Our research explores how cells react to/leverage small molecules, work that takes us through a diverse range of experimental strategies and approaches.
Antimicrobial resistance
Bacteria produce small molecules to interact with their environment, including those used to fend off their enemies. These molecules have been repurposed as antibiotics, revolutionizing healthcare. Unfortunately, bacteria can readily develop antibiotic resistance, and the spread of resistant bacteria threatens to undo many of our advancements in modern medicine.
We developed an easy and scalable evolutionary platform, Soft Agar Gradient Evolution, or SAGE (1). Through SAGE we can generate resistant bacteria in as little as sixteen hours, allowing us to study how resistance evolves and identify ways by which we can slow the pace of evolution.
We also believe there is an urgent need to include antimicrobial resistance evolution in the evaluation of potential new antibiotics. We are currently using SAGE to predict resistance mechanisms and develop strategies to limit the spread of antimicrobial resistance before it appears in the clinic.
Bacteria often develop resistance at a cost – a collateral effect that we may exploit to develop new antibiotics. However, bacteria’s diverse resistance mechanisms make predicting these effects challenging. We work to identify collateral effects of resistance that are predictable, and to then leverage them to build antibiotic therapies that are more resilient against resistance evolution. (2, 3, 4)
Chemical ecology
We found that bacteria use the small molecule geosmin as a signal to deter predators, marking the first known instance of a bacterial warning chemical. Geosmin influences the behavior of C. elegans, acting as a chemical warning that indicates toxic, unpalatable bacteria, thereby reducing predation and benefiting both the bacteria and the predators. This is the first aposematic signal to be reported in bacteria, and one of the first chemicals to act principally as an aposematic signal. (10, 11)
Compound discovery
We collaborate with national and international laboratories to test the efficacy of novel antibiotic therapies and fundamental studies on mechanism of antimicrobials, and have dedicated projects aimed at identifying potential new antibiotics from both bacteria and chemical libraries. (5, 6, 7, 8, 9)

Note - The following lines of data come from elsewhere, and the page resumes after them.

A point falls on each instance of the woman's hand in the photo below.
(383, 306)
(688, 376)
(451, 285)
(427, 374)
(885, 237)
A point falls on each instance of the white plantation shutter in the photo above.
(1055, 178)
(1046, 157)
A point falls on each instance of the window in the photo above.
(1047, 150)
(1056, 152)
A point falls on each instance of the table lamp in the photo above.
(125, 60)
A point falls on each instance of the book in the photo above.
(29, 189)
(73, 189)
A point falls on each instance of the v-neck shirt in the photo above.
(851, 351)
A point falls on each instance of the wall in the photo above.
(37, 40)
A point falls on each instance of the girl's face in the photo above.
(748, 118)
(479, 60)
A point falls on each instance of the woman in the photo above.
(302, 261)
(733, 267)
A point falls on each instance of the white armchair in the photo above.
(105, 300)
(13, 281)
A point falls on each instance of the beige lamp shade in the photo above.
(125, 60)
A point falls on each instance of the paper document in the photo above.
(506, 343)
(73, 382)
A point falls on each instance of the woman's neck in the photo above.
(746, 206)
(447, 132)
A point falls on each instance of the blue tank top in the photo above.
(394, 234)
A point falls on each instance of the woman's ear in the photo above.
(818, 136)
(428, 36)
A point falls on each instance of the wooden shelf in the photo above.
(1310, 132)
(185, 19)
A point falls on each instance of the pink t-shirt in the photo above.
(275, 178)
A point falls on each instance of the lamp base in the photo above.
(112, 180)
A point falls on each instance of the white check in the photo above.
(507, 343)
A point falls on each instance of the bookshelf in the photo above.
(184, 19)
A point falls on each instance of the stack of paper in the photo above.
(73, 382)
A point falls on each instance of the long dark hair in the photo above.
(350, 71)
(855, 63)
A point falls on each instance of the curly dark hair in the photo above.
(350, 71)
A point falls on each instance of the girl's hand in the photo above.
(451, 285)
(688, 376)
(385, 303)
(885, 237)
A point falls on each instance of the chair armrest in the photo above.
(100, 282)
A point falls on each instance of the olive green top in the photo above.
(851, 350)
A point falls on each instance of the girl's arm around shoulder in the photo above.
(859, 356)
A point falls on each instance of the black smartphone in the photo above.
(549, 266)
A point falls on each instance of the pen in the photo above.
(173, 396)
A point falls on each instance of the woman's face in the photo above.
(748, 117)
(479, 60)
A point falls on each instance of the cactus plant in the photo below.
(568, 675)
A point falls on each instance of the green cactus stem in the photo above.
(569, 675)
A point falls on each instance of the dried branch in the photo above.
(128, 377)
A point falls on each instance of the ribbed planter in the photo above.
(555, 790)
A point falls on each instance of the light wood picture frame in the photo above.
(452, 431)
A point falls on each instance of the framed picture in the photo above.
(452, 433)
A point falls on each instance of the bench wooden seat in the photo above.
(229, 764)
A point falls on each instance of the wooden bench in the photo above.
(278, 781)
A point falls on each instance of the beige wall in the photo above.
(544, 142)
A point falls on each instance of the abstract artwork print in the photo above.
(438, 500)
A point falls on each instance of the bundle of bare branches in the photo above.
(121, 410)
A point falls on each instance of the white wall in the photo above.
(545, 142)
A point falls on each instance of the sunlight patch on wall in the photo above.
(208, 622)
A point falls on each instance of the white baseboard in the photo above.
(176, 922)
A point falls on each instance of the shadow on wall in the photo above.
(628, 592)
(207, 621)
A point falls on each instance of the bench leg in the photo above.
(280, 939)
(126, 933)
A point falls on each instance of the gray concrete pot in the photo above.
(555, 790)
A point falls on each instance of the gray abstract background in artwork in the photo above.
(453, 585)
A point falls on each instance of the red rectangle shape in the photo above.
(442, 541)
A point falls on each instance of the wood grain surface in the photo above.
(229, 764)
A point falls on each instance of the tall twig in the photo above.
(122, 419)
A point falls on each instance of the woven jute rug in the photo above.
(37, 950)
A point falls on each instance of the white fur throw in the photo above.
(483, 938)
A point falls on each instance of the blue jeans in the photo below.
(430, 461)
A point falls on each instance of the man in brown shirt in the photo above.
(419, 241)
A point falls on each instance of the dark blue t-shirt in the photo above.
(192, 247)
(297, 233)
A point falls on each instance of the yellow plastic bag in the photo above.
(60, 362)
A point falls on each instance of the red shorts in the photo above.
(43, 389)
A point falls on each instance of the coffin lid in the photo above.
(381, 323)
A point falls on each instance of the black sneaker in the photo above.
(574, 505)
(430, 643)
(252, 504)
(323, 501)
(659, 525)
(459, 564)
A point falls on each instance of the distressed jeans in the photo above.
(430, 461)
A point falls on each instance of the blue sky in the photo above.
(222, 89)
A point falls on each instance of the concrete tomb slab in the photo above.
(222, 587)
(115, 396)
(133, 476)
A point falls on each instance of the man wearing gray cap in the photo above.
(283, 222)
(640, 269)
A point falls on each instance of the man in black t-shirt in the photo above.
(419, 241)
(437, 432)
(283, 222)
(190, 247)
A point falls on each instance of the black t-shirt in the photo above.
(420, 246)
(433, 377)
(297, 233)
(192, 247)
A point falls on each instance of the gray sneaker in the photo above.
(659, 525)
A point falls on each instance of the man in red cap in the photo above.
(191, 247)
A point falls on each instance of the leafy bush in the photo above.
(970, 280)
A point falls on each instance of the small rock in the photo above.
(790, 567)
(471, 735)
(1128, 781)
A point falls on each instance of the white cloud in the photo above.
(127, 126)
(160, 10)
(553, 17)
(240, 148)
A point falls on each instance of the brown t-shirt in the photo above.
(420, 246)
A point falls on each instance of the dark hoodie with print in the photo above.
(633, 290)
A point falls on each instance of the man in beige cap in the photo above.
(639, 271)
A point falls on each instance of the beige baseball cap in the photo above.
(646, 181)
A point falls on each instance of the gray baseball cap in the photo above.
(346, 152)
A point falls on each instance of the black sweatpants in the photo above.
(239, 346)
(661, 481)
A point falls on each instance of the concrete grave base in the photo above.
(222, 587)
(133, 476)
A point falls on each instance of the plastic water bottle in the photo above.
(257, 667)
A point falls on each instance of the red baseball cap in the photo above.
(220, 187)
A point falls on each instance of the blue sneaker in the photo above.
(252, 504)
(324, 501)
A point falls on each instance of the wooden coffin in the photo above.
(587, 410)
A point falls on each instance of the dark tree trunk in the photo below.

Small molecules like adjuvants can restore the efficacy of antibiotics against resistant bacteria. Repurposing a drug library, we identified perforone, which enhances the action of polymyxin B in polymyxin-resistant strains of E. coli. (12)
Additionally, we use innovative techniques to upregulate biosynthetic gene clusters (BGS) to discover cryptic bioactive compounds. We are studying how bacteria produce small molecules in response to stress induced by the presence of other bacteria in the culture or a conjugated plasmid. We are identifying specific compounds produced across different species, with the potential to discover new antibiotics, and investigating which conditions trigger the strongest stress responses and natural product output.
Bioremediation of heavy metals
We harness our expertise on microbial evolution to adapt bacterial strains for bioremediation of mine waste. With help of the Lallemand Graduate Fellowship in Bioprocessing, we are attempting to create bacteria better able to remove heavy metals from tailings ponds, detoxifying the environment and serving as a valuable resource for critical minerals.